Prove that any non-negative real number $a$ has $n$th root.
By definition an $n$th root of a number $x$ is a number $r$ such that $r^n=x$.
Consider the set $\mathcal B=\left\{x: 0\le x \le 1+a\right\}$,then $(\mathcal B, \le)$ is a partially ordered set containing minimum and maximum element,define a function $f: \mathcal B \to \mathcal B$ with $$ x \mapsto x+ \frac{a-x^n}{n(1+a)^{n-1}}$$
Such function is order-preserving since for $0 \le x \le y \le 1+a$ we have that:
$$f(x)-f(y)=(x-y)(1-\frac{\sum_{k=0}^{n-1}x^ky^{n-1-k}}{n(1+a)^{n-1}})$$
Besides we know that $0 \le c \le d \implies c^n \le d^n$ for $n \in \mathbb N$,using this we have that $$0 \le \sum_{k=0}^{n-1}x^ky^{n-1-k} \le n(1+a)^{n-1}$$
Which implies that $f(x) \le f(y)$,using Knaster–Tarski theorem follows that exists $r$ in $\mathcal B$ such that : $$r+ \frac{a-r^n}{n(1+a)^{n-1}}=f(r)=r$$
And from the definition of $n$th root the desired result does hold.
I like to know if my proof is right and if it's not true then I want to know the errors.

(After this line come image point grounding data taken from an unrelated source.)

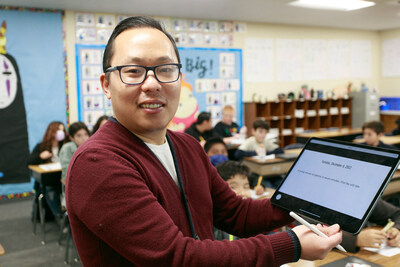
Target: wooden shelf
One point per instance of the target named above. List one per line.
(287, 115)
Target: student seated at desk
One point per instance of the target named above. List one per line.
(369, 237)
(202, 128)
(227, 129)
(47, 151)
(372, 132)
(216, 150)
(78, 134)
(258, 144)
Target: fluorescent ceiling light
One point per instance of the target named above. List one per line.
(345, 5)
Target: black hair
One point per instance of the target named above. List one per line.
(231, 168)
(129, 23)
(98, 122)
(376, 126)
(260, 123)
(203, 116)
(212, 141)
(75, 127)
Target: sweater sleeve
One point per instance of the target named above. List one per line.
(116, 205)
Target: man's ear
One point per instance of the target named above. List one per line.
(105, 85)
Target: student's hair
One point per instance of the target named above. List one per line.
(260, 123)
(376, 126)
(228, 109)
(231, 168)
(48, 137)
(98, 122)
(134, 23)
(203, 116)
(75, 127)
(212, 141)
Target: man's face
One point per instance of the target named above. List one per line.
(260, 134)
(371, 137)
(147, 107)
(240, 185)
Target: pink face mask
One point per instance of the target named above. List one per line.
(60, 135)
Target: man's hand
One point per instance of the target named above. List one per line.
(372, 238)
(393, 238)
(314, 247)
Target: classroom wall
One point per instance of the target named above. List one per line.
(268, 90)
(389, 85)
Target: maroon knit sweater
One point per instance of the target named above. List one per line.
(125, 209)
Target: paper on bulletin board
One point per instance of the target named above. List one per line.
(314, 61)
(360, 59)
(391, 58)
(289, 60)
(338, 59)
(259, 60)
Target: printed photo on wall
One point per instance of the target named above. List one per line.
(84, 19)
(105, 21)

Your proof is correct! Perhaps, a less-involved approach (or another alternative) is as follows; first $0^n=0$, $1^n=1$, and $a^{1}=a$, so we may assume that $a\notin\{0,1\}$ and $n\ge 2$. Now, consider the continuous function $$f\colon [0,a]\to\mathbb{R}\,,~\,~\,~\,~ x\mapsto \left\lbrace \begin{array}{ll} x^n-a &\mbox{if $a>1$}\\ a-x^n &\mbox{if $a<1$} \end{array}\,. \right. $$ It follows that $f(0)$ and $f(a)$ are non-zero and of opposite signs; hence, by the Intermediate Value Theorem, there exists $r\in(0,a)$ such that $f(r)=0$——that is, $a=r^n$.